With the creation of Vardy’s new academy platform, the England striker has vowed to give non-league players the same opportunity to follow in his footsteps and change their lives dramatically. The talent development process will offer ambitious players from outside the Football League, the opportunity to experience professional coaching and conditioning.
The V9 Academy will utilise the start-of-the-art facilities provided at Manchester City’s Etihad campus, providing the grassroots players with a once in a lifetime opportunity to impress talent scouts from across Europe.
Applications for a prized place in the process have already opened, with the initial intake of 42 promising players set to state their claim for a place in the Premier League at the Etihad Academy Campus next summer. Vardy has assured applicants that the week-long residential courses will be completely free.
Leicester’s star striker is all too familiar with the typical academy process after being released by Sheffield Wednesday at the age of 16 for being ‘too small’. Vardy’s long road from the fields of non-league football with Stocksbridge Park Steels, to the heights of the Premier League championship is a story that should be used as an inspiration:
“I don’t think anyone can be told if they’re good enough at 15 or 16, when you still have so many years to grow and develop. I had a growth spurt two months later so who knows what difference it would have made.
“I doubted myself as soon as I got released. It was my boyhood club, I had made them the highlight of everything. To be told at that age I was not big enough or strong enough was hard to take.”
Vardy’s personal life changing tale began at Stocksbridge, in the days when the troubled footballer had to wear an electronic tag on his ankle after being charged with assault. Vardy had been considering dropping out of football completely, but eventually rediscovered his passion for the game at the tiny South Yorkshire club, pushing them through the leagues with his goalscoring potency.
After demonstrating a consistent goalscoring nouse, Halifax moved for Vardy in the summer of 2010 and signed him for £20,000. He went on to score 27 goals in a remarkable season, guiding Halifax to promotion in his first season before moving to Fleetwood a year later, where his goals secured yet another promotion.

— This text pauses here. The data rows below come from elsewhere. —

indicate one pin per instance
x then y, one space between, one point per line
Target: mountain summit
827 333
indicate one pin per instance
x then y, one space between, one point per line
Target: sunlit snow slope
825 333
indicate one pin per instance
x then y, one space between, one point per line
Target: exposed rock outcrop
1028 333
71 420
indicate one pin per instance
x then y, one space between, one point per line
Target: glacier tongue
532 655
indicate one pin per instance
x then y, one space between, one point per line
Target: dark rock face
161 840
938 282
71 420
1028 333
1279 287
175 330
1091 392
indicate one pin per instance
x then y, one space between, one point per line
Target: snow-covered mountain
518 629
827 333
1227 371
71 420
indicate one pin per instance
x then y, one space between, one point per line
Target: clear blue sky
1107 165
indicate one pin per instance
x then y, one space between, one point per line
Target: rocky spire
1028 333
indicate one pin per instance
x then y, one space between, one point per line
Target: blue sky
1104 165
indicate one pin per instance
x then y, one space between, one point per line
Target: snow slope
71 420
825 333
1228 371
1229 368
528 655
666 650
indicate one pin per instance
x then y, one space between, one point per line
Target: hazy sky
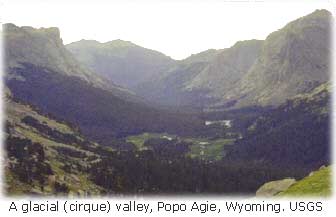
177 28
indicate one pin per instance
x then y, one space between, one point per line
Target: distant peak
120 43
52 32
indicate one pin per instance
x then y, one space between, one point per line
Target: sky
177 28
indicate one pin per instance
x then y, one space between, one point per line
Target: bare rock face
122 62
293 60
43 47
270 189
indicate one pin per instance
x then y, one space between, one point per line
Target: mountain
171 88
122 62
295 134
316 184
293 60
45 156
228 67
47 80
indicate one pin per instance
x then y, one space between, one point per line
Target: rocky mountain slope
122 62
42 73
293 60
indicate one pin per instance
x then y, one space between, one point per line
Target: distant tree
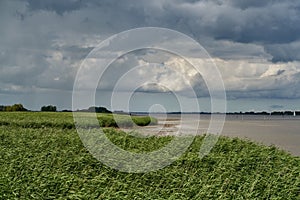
98 109
49 108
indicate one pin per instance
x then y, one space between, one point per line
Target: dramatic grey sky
254 43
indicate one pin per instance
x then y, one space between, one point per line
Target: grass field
42 157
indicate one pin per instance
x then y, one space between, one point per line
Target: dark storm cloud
57 6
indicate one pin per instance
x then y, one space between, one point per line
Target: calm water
282 131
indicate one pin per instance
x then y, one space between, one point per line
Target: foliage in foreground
52 163
66 121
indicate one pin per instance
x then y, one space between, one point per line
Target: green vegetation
46 160
65 120
13 108
48 108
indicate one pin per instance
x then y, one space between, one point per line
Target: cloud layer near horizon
255 44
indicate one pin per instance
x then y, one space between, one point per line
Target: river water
281 131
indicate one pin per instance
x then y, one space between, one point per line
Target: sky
254 44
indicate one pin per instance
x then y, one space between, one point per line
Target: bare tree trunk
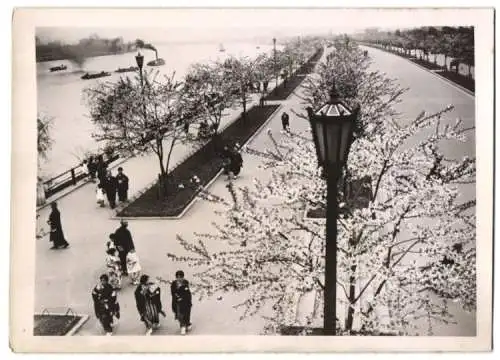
167 164
352 298
161 177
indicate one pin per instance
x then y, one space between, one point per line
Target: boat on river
129 69
58 68
88 76
156 62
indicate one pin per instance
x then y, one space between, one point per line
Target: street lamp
332 127
140 62
275 63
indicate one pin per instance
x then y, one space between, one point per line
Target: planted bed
205 164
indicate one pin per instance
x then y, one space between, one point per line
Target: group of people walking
108 186
148 303
122 260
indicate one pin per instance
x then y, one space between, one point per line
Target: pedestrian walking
101 169
181 301
124 243
100 194
133 267
122 185
110 185
235 163
106 305
113 265
148 303
92 168
84 168
285 121
56 232
110 244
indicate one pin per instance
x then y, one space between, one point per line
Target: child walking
133 267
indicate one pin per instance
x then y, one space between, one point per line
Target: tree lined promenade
156 238
446 50
153 114
151 247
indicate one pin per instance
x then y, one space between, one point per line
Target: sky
179 24
178 34
221 24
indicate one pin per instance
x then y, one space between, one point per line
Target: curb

“You never forget your non-league days, turning up to away dressing rooms and getting changed in a PortaKabin. Or one shower for whole squad, which was freezing after ten minutes so you had to make sure to be first one in. Whether it’s a low or high, the roots you come from keep you grounded.”
Leicester bought him in May 2012 for £1million, which still stands as a non-league record fee. It didn’t take long for Vardy to make his mark and he is now renowned as one of the best strikers in the Premier League, if not all of Europe. Vardy is ready to give something back:
“Where I come from, what I’ve had to do, the hard work to get to where I am, it is right to give something back with the Academy.
“There’s probably hundreds that have been told the same and had to drop down as well. Hopefully we can find them, get them to the academy and get them through.”
Vardy’s story is a testament to the failings of the traditional academy and scouting structures. It’s incredible to think that a player can move from club to club, securing successive promotions by scoring 30-odd goals a season and not attract the interests of the Premier League’s biggest clubs.
The V9 academy certainly offers a refreshing alternative to aspiring non-league footballers, who were banished from the traditional development system – often through no fault of their own.
It shouldn’t have required the coat-tails of a non-league success to set-up such a revolutionary academy, it’s an initiative the F.A should have had in place for years. Whilst Jamie Vardy’s scheme offers a truly admirable platform for aspiring players to completely change their lives, it also highlights the void the F.A is failing to fill between the top flight and grassroots levels.